An Evolutionary Approach to Strategic Planning
September 9, 2014
This is the time of year where many organizations re-look at the strategic plan and where the company and teams will focus their energy for the next 30/90/180 days. Gone are the days of a five year strategic plan, with the speed of change a strategy lasts only as long as the next technological advance or customer demand.
Which leads me to the ‘why’ of this blog post- when leaders come together to focus on the next phase of a strategic plan it is very useful to use an evolutionary approach. What does it mean to use an evolutionary approach to strategic planning?

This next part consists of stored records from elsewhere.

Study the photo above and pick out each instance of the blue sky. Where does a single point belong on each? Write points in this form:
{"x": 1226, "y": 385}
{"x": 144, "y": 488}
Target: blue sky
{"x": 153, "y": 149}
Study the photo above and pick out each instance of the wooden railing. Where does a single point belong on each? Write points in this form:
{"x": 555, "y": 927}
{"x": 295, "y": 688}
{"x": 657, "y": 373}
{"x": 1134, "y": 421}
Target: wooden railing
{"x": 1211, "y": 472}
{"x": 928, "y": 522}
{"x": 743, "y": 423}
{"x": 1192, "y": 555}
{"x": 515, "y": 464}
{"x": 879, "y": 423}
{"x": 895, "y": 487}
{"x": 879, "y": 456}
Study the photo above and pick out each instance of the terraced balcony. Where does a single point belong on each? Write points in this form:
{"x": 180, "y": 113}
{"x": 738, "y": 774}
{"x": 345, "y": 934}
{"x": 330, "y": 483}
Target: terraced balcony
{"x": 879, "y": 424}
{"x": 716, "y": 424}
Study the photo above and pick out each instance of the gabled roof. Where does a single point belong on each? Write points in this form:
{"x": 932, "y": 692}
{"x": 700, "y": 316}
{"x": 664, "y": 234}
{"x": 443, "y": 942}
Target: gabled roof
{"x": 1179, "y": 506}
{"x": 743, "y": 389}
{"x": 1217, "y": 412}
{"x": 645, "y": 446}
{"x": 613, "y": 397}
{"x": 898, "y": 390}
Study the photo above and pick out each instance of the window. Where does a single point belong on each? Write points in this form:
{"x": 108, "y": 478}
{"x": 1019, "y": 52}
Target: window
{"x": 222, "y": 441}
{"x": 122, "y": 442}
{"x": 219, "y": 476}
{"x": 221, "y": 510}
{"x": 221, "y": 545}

Typically with strategic planning and as outlined in many books on the topic the focus is typically on taking a macro view of the business and using models and frameworks to determine where the business is now and then creating a pathway to where the business is going. Skills needed by successful leaders include strategic thinking and strategic conversations.
These are core elements to successful strategy AND there is a huge component that is often overlooked which is the human spirit element.

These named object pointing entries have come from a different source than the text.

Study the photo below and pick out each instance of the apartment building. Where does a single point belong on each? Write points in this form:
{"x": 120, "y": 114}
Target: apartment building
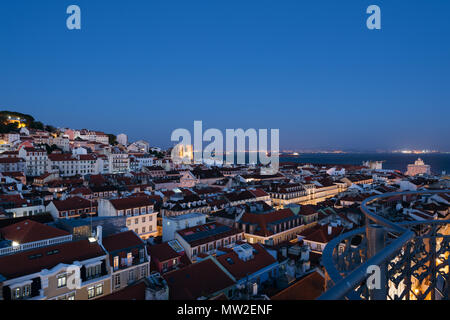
{"x": 68, "y": 165}
{"x": 76, "y": 270}
{"x": 206, "y": 239}
{"x": 128, "y": 259}
{"x": 12, "y": 165}
{"x": 73, "y": 207}
{"x": 139, "y": 212}
{"x": 271, "y": 228}
{"x": 36, "y": 160}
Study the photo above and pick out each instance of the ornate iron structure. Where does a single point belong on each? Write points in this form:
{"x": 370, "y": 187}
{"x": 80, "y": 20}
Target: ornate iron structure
{"x": 389, "y": 261}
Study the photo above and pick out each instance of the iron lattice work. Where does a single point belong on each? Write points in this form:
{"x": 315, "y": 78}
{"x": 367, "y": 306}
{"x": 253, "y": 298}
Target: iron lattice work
{"x": 412, "y": 257}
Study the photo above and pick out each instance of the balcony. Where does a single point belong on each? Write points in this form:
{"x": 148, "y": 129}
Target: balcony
{"x": 406, "y": 260}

I have had great success in facilitating evolutionary strategy meetings where the focus is on the ‘why’ and the ‘purpose’ and ‘the emotional connection with customers’ aka building in the ‘human spirit factor’ and then building strategy from that foundation.
Too many times a strategic meeting or discussion is on the physical outcomes while completely bypassing the emotional realities of ‘why’ employees are engaged with a purpose or vision of a company and the ‘why’ customers feel compelled to do business with the company.

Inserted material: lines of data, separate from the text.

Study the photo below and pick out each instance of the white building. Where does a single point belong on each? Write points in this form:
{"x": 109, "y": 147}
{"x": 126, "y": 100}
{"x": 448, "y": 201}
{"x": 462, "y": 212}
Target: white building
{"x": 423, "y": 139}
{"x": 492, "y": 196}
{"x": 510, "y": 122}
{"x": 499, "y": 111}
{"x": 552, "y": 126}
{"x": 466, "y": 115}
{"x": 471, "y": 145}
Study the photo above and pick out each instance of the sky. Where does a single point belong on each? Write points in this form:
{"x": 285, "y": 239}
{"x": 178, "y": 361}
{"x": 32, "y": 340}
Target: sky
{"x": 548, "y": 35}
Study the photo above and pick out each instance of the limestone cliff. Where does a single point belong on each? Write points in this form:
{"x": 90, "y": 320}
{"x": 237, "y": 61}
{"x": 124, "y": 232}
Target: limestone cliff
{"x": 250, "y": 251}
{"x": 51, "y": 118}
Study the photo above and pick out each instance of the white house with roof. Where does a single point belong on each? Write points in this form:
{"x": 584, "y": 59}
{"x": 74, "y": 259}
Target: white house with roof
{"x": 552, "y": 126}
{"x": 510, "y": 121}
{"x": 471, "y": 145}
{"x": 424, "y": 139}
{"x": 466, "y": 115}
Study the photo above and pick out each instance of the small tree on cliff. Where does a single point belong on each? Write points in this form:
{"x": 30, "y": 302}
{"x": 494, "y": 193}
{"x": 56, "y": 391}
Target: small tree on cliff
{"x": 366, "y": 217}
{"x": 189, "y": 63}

Strategy is best created when there is a balance of information from stakeholders such as employees and customers as well as creating an emotional connection to vision and purpose. An evolutionary strategic planning session asks different questions and focuses the lens on excitement and possibility of what could be created to ultimately change the world. This process can be done with any industry and in my experience creates superior results for the company.
A great example is a client of mine Omnitel who I have worked with to help with internal and external branding strategy. We spent an entire day and half on the ’emotions’ of the senior leaders in regards to the massive changes needed to elevate the brand and customer engagement. Once we were able to have clear dialogues on ‘why’ leaders were resisting the changes needed and ‘how’ all leaders could emotionally connect to the purpose – which is to engage the employees and the customers playfully with the brand – then the magic happened. Two of the senior leaders gave a wonderful video testimonial to this point.
The Starbucks purpose shown above is a great example of creating an emotional connection by unifying the very large ideal of ‘human spirit’ with the local. To inspire and nurture the human spirit is a HUGE calling and desire and then to make it local with one person, one cup and one neighborhood brings it all right to the heart. Employees can ‘feel’ this purpose and embody it while customers ‘feel’ the truth of that purpose each time he or she visits a local Starbucks.
An evolutionary approach to strategic planning and thinking shifts the focus from ‘results and business’ to ‘making a difference while making business success’ and there is an energetic difference. Through the lens of ‘making a difference’ and ‘human spirit’ the strategic approach builds excitement and potential and this builds tremendous energy and momentum that helps to implement the action steps of the strategic focus and plan. Almost as if by magic.